Over the last few years residents of CDN’s Brighton Street have been struggling to find parking near their homes, despite owning residential parking permits. They believe their situation is grossly unfair and they want a solution.
Residents blame the proximity of institutions such as Brébeuf, HEC Montréal and Ste. Justine for the heavy traffic on the street at rush hour, as students and workers scour the area for available parking.
In individual interviews with residents from both ends of Brighton Street, many complained about the lack of parking spaces and the heavy influx of non-residential cars looking to park and causing nearly constant traffic woes.
Peter Koziris, self-described as “a long-time activist for pedestrian safety and traffic calming,” says he was “mostly brushed off” when he tried to bring up the issue with borough director Stéphane Plante last week.
Despite attempts made by Les Actualités, Plante could not be reached for comment.
Koziris believes that 30-40 per cent of the spaces are reserved for residents with permits and would like to see it increased to at least 50 per cent.

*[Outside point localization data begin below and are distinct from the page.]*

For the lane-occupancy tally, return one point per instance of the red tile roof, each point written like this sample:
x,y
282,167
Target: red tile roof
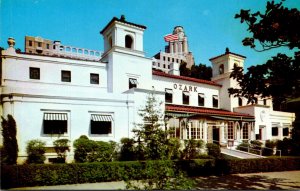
x,y
228,53
59,56
163,74
205,111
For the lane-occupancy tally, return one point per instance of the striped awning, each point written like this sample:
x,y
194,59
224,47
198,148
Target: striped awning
x,y
55,116
98,117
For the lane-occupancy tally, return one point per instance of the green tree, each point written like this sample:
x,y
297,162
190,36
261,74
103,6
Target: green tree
x,y
36,151
150,135
61,147
10,144
279,77
152,140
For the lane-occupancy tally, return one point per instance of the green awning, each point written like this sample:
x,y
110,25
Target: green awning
x,y
233,118
179,115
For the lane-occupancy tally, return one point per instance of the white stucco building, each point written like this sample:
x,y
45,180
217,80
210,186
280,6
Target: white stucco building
x,y
53,97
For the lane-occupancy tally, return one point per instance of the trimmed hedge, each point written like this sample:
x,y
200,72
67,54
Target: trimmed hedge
x,y
59,174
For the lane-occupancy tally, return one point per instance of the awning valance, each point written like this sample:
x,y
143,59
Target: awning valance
x,y
169,91
55,116
179,115
98,117
233,118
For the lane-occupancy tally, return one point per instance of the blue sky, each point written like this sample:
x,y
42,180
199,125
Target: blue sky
x,y
209,25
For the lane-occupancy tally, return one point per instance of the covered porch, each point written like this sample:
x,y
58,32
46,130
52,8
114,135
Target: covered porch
x,y
210,125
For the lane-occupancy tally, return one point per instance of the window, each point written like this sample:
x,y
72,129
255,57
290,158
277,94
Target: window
x,y
240,101
200,99
274,131
215,101
101,124
230,133
65,76
185,98
221,69
132,83
55,123
245,131
169,96
128,42
34,73
94,78
286,131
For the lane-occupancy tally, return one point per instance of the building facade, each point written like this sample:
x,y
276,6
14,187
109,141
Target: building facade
x,y
177,51
64,96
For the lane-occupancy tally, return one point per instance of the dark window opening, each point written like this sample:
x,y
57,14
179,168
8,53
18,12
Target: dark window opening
x,y
101,127
128,42
215,101
221,69
240,101
94,78
169,96
55,127
132,83
274,131
186,98
285,131
65,76
34,73
200,99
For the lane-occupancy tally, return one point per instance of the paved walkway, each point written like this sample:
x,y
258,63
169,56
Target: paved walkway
x,y
287,180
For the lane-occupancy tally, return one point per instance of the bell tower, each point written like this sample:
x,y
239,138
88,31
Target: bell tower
x,y
127,66
222,67
124,36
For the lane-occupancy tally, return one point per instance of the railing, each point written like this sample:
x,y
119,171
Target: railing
x,y
250,149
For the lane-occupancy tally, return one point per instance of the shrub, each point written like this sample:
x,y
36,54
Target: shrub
x,y
128,150
93,151
285,146
174,148
243,147
192,149
61,146
270,145
36,150
10,145
213,150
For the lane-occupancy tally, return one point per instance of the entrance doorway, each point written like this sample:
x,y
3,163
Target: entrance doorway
x,y
216,135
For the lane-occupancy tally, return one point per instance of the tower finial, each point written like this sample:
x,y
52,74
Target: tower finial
x,y
11,42
227,50
122,18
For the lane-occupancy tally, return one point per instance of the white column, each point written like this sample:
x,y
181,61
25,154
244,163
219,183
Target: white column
x,y
175,47
171,44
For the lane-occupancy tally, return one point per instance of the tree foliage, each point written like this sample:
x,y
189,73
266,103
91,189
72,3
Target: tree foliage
x,y
61,147
200,71
279,76
87,150
36,151
10,149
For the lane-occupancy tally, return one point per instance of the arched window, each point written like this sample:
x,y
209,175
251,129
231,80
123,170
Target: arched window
x,y
221,69
110,42
128,42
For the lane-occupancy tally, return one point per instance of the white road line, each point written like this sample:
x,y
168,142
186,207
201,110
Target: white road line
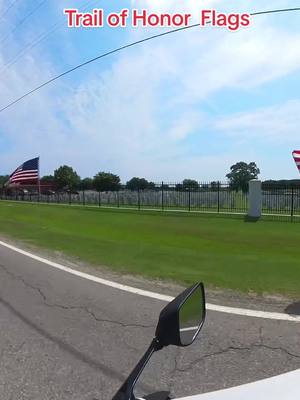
x,y
153,295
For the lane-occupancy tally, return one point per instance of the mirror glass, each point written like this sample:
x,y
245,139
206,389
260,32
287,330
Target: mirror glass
x,y
191,316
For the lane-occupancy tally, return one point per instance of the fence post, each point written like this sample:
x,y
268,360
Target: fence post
x,y
139,199
292,204
255,199
218,196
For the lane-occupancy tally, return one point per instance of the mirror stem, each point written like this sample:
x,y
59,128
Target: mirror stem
x,y
126,390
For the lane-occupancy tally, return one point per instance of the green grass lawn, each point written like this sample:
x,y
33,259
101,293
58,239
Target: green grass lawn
x,y
223,252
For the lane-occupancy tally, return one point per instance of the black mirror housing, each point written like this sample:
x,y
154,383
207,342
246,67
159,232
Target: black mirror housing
x,y
168,327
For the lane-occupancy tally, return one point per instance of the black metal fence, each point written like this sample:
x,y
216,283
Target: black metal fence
x,y
281,200
211,197
214,197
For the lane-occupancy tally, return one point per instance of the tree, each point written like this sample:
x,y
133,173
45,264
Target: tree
x,y
105,182
137,183
47,179
86,184
66,178
241,173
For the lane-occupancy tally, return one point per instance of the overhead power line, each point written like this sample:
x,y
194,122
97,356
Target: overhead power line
x,y
39,39
6,11
23,20
55,78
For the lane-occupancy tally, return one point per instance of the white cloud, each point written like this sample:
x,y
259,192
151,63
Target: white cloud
x,y
280,123
134,117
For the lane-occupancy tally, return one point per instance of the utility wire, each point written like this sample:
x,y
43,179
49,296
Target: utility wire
x,y
8,9
39,39
24,19
55,78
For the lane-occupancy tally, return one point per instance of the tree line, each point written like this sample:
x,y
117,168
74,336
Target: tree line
x,y
65,178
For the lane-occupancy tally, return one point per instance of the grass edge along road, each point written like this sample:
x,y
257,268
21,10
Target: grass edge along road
x,y
260,257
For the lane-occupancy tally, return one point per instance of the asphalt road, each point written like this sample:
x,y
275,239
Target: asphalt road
x,y
64,337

“If you look at other areas in Montreal that have major institutions like McGill University or the Children’s Hospital, it’s all residential parking everywhere – visitors and workers have to pay,” he said.
“We have residents coming and parking on Brighton from Linton, Hudson and McShane, and when we ask them why, they say there isn’t space on their own streets,” he added, noting that it only gets worse in winter when many parking spots are lost due to the snow.
Residents currently pay $60 for their first parking permit and double that for a second permit. Many are starting to regret buying them, seeing how few spots there are.
One afternoon last week, 67-year-old Felix Benabou parked his car where he always has, in front of his modest residence near the intersection of Brighton and Hudson, only to be faced with an $86 ticket from the City of Montreal later that day.
To his dismay, he later found out that the city had removed two residential parking spots that very day, including the one he had chosen that morning.
“We ask for more and they take some away,” he said.
Benabou has been living there for 14 years and said he can’t believe how bad the situation has become.
“Look around, when my children come to visit, where are they supposed to park?” he asked.
Marion Markowitz has been living on Brighton Street since 1949, when her father bought one of the first houses on the street.
“We were here before the hospital, and back then nobody would come on the street unless they lived here. Now we’re living in a residential area with no parking. It’s utter chaos!” she said.
After a recent accident, she now walks with a cane. Occasionally, she says, she has to park as far away as the closest shopping centre, taking her as long as 20 minutes to walk home.
“It’s a total disaster,” added Nancy Bucovetsky, a senior who also lives on Brighton.
“In truth, when I have to come home by myself, I don’t particularly like to have to walk by myself that far alone at night,” she said.
“And it’s not getting better, it’s getting worse!”